All’ACLU si pose la questione se accettare o meno l’aiuto di Darrow. Con la sua fama di agnostico e di “avvocato delle cause perse”, forse rischiava di caratterizzare un po’ troppo il processo in modo sensazionalistico. Inoltre, l’ACLU non era, contrariamente a Darrow, ostile alla religione; e secondo l’ACLU, accentuare il conflitto fra scienza e religione non era saggio: molti pastori protestanti avevano criticato il Butler Act, e in generale, per poter sostenere una politica più aperta, non fondamentalista, occorreva l’appoggio dei credenti. Ad avviso dell’ACLU, insomma, conveniva tenere un profilo più basso: di argomenti per invalidare il Butler Act non ne mancavano mica, che bisogno c’era di indisporre i credenti? Ma era anche vero, d’altra parte, che l’arrivo di Bryan nel collegio dell’accusa aveva cambiato le carte in tavola cosicché la tattica “legalistica” dell’ACLU diventava anch’essa rischiosa. Il Chicago Tribune scrisse che “l’importanza del processo del Tennessee è data dalla presenza del sig. Bryan. Quel che lui vuole è che le sue idee, interpretazioni e  credenze siano rese obbligatorie. Quando il sig. Darrow parla di bigottismo parla di ciò. Il bigottismo cerca di rendere obbligatorie opinioni e credenze”. E un altro degli avvocati della difesa, Malone (ne parleremo fra poco) disse già prima del processo: “La questione non è tra la scienza e la religione, come qualcuno vuole farci credere. La vera questione è tra la scienza e il bryanismo”. Scopes comunque dichiarò che lui voleva Darrow (che anche dopo il processo continuò a considerare “un modello”). Più tardi Scopes spiegò:

“Non ero convinto che questi distinti avvocati fossero quel che ci serviva… Sarebbe stata una lotta nel fango e sentii che la situazione esigeva un guerriero indiano anziché qualcuno diplomato nella giusta accademia militare”.

L’ACLU dovette ovviamente abbozzare: la decisione spettava all’imputato; ma Darrow, oltre a essere un personaggio molto discusso, era soprattutto indipendente e incontrollabile; e infatti, nel prosieguo, l’influenza dell’ACLU sul processo si sarebbe sostanzialmente azzerata.

A questo punto, per quanto riguarda le due “squadre” processuali i giochi erano più o meno fatti:

per l’accusa, oltre a Bryan, ci sarebbero stati Thomas Stewart, cioè il procuratore generale (Attorney General) del Tennessee Orientale; il figlio di Bryan; Wallace Haggard, Sue e Herbert Hicks (tutti di Dayton) e Ben McKenzie, un ex procuratore generale del Tennessee.

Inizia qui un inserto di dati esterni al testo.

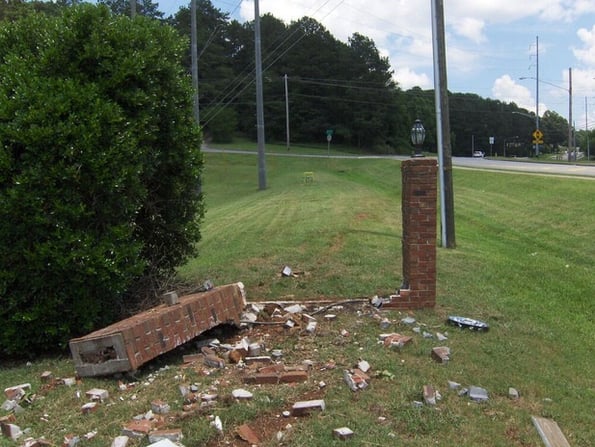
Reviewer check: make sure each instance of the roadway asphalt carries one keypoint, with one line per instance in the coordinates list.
(492, 164)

Bryan aveva suggerito di aggiungere  al collegio dell’accusa due illustri avvocati, uno cattolico e uno ebreo, ma i suoi colleghi di Dayton lo esclusero (sarebbe stato “rischioso” con una giuria del Tennessee);

per la difesa, oltre a Darrow e Neal, ci sarebbero stati Dudley Field Malone (un famoso avvocato, che però si occupava soprattutto di divorzi e lavorava prevalentemente all’estero, oltre a esser lui stesso divorziato, irlandese e cattolico per soprammercato), Arthur Garfield Hays (il legale dell’ACLU, ebreo), Frank McElwee (di Dayton) e il socio di Darrow, William Thomas.

Dudley Malone. Sembra un po’ Topesio, ma era un avvocato molto, molto in gamba.